Known limitations (v2 → v3)

These are deliberate v2 boundaries; the v3 plan will address them:

  • No world-builder UI. Everything is curl and cypher-shell. The v2 dashboard is a separate repo. v3.

  • No reflective memory or behavior layer. The Stanford Generative Agents pattern (memory stream + reflection + planning) is a v3 borrow per lore-engine/docs/16-comparison.md. v3.

  • Consistency engine is rule-driven, not ML-driven. The five hand-crafted violations in v2 are seeded; an ML-derived detection surface (e.g. an LLM pass over the world summary) is a v3 item. v3.

  • No refresh / cache invalidation on world reseed. If a world is re-seeded, the embeddings for any new image manifest rows are computed on the next register_image or embed_images call; old embeddings are kept. A v3 refresh tool would let an operator force a full re-embed. v3.


[v1] — 2026-06-16 (baseline)

The initial proof of concept.
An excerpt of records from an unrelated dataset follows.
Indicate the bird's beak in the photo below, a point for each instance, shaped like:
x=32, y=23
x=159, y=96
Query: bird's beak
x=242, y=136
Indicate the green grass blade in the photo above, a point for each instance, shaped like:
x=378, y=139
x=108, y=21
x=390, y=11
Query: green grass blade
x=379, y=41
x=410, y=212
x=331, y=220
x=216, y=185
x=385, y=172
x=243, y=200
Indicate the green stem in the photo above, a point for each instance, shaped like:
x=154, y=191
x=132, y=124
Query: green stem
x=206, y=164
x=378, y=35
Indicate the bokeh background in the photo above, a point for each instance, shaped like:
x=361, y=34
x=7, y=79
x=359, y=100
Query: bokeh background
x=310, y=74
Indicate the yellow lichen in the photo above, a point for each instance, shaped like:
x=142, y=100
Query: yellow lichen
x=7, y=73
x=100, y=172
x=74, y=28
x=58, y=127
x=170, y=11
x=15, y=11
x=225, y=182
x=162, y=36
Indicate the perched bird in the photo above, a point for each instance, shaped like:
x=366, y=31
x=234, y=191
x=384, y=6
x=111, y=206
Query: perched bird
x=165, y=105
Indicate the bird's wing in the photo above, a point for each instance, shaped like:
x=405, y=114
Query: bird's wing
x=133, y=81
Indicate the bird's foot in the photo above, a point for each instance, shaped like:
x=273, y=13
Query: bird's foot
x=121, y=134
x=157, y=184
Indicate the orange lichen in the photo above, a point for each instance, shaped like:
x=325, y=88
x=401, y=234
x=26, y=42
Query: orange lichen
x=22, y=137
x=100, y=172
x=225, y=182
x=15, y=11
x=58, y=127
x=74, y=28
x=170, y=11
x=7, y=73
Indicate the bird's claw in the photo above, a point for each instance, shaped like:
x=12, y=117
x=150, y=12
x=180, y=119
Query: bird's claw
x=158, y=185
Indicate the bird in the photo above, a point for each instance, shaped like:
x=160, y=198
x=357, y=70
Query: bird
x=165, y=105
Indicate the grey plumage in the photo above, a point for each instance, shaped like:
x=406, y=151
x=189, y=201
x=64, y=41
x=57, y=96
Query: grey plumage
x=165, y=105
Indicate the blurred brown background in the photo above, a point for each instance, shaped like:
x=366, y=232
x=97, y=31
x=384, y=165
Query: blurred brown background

Five-minute goal: prove that with mock data, we can run a multi-database backend (Neo4j + Postgres + MinIO) and expose it all through a plugin-driven MCP gateway where adding a new domain type is a new file in plugins/, not a Go change.

Added

  • docker-compose.yml — Neo4j 5.26, Postgres (later upgraded to pgvector in v2.T2), MinIO, and the gateway container.
  • seed.py — idempotent seeder for the default world (3 eras, 10 people, 3 factions, 4 locations, 4 items, 6 events, 1 lineage group, ~20 time-bounded relations, 3 trade log entries, 4 generated images).
  • plugins/world.pyentity_context, was_true_at, state_at (Neo4j).
  • plugins/lineage.pyancestors_of, descendants_of, lineage_of (Neo4j).
  • plugins/trade.pylog_trade, trades_by_buyer, market_price (Postgres).
  • plugins/images.pyregister_image, recall_images, search_images_by_caption (MinIO + Postgres + Neo4j).
  • server.py — the MCP-compatible JSON-RPC gateway, auto-loading every .py file in plugins/.
  • bash test.sh — the 12-section end-to-end smoke runner.
  • README.md (v1) — the original POC writeup.

Known limitations (v1 → v2)

  • Stub consistency tools (no detection rules).
  • No semantic image search.
  • No LLM in the loop.
  • Single world, no namespace.

All four items were addressed in v2.